Nach der Insolvenz des Windkraftzulieferers SIAG Schaaf Industrie soll das Tochterunternehmen in Emden, die Werft Nordseewerke, voraussichtlich von der Muttergesellschaft abgetrennt werden. Darüber bestehe nach Gesprächen zwischen der Nord/LB und dem vorläufigen Insolvenzverwalter Einigkeit, sagte Niedersachsens Ministerpräsident David McAllister (CDU) jetzt im Landtag in Hannover.

Landesbank und Insolvenzverwalter seien verhalten optimistisch.

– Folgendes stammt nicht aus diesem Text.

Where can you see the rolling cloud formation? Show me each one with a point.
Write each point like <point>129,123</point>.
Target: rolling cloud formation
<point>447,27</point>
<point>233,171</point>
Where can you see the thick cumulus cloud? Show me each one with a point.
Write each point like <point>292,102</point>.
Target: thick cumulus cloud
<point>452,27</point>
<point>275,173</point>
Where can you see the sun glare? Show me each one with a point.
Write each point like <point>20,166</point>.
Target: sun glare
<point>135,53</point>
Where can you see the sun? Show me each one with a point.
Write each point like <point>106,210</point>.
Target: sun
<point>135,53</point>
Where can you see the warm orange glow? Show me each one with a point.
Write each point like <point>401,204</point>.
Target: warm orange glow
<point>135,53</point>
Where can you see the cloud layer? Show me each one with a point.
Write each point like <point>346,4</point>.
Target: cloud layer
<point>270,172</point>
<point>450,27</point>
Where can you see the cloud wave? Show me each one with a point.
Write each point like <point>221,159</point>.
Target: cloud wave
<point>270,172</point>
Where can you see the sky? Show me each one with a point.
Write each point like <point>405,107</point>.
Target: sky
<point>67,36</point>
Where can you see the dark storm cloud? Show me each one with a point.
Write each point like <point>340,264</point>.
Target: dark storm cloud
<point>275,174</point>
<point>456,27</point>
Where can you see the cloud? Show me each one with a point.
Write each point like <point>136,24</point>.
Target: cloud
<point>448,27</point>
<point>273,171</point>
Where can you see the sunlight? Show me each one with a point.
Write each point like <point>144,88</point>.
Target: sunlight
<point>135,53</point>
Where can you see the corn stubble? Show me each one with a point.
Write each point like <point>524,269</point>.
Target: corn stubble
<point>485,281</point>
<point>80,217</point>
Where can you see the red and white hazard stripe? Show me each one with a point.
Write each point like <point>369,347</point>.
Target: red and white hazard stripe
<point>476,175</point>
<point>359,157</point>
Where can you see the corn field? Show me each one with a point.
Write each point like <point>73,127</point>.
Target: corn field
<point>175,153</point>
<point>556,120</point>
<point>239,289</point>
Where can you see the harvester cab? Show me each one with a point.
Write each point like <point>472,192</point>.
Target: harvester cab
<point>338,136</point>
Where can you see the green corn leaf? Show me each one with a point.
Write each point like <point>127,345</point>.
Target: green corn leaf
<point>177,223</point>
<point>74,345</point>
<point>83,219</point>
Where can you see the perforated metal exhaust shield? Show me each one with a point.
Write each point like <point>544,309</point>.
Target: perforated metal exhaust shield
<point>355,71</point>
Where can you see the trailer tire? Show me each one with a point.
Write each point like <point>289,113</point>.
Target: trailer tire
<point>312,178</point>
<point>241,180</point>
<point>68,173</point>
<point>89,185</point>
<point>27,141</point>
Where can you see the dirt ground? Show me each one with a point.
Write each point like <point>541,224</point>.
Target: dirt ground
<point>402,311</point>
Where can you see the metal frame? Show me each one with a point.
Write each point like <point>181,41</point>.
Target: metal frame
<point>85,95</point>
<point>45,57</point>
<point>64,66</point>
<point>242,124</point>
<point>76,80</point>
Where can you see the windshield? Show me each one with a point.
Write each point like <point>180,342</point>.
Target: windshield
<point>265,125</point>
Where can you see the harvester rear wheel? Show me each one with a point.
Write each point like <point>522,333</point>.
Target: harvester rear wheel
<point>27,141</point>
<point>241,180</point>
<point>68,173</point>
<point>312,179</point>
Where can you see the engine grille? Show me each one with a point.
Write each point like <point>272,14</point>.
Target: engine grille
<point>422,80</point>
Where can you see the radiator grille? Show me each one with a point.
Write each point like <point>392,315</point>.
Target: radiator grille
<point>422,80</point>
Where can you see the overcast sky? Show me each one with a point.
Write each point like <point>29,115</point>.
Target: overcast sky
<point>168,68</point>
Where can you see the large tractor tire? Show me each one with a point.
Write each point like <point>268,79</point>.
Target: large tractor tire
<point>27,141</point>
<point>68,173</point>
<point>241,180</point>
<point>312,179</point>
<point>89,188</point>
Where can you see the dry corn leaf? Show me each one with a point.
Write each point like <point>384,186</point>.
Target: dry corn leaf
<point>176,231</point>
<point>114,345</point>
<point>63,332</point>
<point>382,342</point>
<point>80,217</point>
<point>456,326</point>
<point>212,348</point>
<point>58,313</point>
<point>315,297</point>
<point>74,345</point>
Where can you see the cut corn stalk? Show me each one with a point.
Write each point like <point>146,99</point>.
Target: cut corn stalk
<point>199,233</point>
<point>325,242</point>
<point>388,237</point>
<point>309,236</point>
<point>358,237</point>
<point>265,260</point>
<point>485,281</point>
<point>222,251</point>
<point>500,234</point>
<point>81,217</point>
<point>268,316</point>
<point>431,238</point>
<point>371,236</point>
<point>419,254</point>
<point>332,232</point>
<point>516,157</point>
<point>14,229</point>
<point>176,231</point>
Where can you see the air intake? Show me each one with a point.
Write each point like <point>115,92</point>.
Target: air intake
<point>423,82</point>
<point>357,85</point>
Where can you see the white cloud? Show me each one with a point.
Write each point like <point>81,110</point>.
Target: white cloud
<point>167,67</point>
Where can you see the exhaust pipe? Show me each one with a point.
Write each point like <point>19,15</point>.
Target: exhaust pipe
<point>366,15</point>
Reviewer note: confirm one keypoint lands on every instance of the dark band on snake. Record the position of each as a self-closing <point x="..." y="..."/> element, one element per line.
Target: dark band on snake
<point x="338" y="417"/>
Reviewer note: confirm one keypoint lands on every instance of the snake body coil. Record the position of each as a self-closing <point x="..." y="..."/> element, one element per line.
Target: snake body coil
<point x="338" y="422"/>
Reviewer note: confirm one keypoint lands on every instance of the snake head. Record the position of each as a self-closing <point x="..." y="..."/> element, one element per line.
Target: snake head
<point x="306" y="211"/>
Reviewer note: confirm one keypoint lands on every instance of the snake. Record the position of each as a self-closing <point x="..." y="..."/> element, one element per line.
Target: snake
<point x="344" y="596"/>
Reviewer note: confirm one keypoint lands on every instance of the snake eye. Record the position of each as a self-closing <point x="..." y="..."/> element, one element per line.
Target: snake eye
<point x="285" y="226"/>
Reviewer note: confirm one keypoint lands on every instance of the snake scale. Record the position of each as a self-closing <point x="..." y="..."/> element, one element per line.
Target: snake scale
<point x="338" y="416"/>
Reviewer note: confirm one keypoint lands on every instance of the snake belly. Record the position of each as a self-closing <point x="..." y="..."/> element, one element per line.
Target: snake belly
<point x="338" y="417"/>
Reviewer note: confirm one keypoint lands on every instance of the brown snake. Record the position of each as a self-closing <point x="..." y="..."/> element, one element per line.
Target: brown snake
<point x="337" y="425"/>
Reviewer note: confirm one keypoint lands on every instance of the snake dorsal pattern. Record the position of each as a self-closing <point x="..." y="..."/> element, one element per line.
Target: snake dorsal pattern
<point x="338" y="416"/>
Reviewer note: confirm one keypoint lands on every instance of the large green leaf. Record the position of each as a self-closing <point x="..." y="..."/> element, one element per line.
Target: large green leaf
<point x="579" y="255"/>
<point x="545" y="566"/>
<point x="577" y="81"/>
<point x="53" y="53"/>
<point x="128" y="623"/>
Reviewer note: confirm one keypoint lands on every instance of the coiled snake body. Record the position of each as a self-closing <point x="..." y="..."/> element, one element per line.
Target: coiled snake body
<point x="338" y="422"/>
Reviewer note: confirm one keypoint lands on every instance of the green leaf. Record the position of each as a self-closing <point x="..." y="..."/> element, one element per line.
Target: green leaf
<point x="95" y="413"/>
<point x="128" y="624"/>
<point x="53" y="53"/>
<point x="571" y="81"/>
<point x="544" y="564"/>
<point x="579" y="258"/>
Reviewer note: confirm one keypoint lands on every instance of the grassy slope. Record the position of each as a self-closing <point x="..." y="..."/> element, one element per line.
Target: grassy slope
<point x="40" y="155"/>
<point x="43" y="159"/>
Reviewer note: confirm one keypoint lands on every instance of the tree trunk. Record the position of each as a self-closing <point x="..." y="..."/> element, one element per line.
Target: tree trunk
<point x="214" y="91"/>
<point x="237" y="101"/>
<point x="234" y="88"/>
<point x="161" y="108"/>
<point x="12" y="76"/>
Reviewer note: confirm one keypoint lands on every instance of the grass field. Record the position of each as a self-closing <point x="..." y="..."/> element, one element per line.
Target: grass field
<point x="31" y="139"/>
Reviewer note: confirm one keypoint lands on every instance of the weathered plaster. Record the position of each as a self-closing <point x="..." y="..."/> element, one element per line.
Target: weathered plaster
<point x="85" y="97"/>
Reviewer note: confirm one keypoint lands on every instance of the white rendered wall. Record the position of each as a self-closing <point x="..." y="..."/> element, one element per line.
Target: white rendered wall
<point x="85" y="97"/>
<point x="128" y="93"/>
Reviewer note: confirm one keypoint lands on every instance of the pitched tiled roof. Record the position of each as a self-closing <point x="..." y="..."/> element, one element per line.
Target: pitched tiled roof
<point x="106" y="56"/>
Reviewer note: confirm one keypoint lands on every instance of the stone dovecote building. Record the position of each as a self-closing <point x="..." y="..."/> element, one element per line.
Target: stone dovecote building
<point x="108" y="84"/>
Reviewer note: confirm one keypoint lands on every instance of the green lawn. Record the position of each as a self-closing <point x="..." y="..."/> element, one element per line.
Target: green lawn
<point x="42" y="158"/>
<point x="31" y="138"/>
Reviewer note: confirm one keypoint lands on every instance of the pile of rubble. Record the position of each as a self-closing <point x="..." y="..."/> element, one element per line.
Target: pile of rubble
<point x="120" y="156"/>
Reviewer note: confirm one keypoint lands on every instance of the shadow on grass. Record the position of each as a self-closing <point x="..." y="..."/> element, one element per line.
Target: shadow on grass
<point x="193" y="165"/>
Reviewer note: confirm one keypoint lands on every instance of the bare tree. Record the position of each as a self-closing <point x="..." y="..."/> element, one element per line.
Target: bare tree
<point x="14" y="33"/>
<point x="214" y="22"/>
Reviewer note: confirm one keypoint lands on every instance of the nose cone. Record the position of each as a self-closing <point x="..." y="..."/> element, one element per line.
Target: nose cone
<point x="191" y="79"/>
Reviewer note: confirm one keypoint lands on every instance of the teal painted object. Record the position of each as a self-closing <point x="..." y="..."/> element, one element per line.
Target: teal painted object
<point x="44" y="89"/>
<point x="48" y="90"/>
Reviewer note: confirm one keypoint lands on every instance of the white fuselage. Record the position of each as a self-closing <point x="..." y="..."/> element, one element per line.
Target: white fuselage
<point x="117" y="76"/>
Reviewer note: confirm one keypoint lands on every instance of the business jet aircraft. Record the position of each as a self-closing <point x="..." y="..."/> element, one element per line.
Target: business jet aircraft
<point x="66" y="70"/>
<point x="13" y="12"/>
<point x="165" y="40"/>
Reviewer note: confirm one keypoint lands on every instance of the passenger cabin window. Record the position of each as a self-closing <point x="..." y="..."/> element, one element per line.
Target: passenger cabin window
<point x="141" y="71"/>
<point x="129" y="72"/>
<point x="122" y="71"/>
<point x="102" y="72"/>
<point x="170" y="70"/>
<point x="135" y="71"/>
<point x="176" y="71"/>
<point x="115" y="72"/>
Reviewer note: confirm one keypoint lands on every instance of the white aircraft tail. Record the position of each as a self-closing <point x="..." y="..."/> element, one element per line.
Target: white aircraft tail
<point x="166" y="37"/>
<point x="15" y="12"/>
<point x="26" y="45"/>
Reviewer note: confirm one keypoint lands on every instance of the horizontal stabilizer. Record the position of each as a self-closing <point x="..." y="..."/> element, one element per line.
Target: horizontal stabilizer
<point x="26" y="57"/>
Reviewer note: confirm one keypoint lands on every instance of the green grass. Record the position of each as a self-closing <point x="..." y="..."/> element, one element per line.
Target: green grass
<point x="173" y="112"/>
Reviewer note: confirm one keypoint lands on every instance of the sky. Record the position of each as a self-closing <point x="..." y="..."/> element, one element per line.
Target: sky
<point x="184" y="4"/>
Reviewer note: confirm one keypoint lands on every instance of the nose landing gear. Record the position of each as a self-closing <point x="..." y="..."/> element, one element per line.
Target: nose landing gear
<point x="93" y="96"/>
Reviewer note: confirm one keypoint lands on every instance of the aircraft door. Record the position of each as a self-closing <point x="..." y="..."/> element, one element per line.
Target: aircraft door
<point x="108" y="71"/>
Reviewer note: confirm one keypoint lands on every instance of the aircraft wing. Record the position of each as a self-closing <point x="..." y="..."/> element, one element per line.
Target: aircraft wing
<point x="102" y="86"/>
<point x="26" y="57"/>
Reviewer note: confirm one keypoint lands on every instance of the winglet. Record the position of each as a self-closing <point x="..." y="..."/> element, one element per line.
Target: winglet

Derzeit werde ein Fortführungsprogramm für die SIAG Nordseewerke erstellt, was vier bis sechs Wochen dauere. Die erforderliche Liquidität werde von der Landesbank zur Verfügung gestellt, dafür sei die Zustimmung des Landes erforderlich. "Die Auftragslage der Nordseewerke ist im Übrigen gut. Wir tun also alles, um die Arbeitsplätze in Emden zu erhalten und zu sichern", sagte McAllister.

SIAG Schaaf Industrie hatte am Montag Insolvenzantrag eingereicht. Das Unternehmen stellt Stahlelemente für Windkraftanlagen an Land und auf dem Meer her. Der Insolvenzantrag bei SIAG bezieht sich auch auf fünf Tochterfirmen, nicht aber auf die SIAG Nordseewerke in Emden mit rund 700 Mitarbeitern sowie die Auslandsgesellschaften.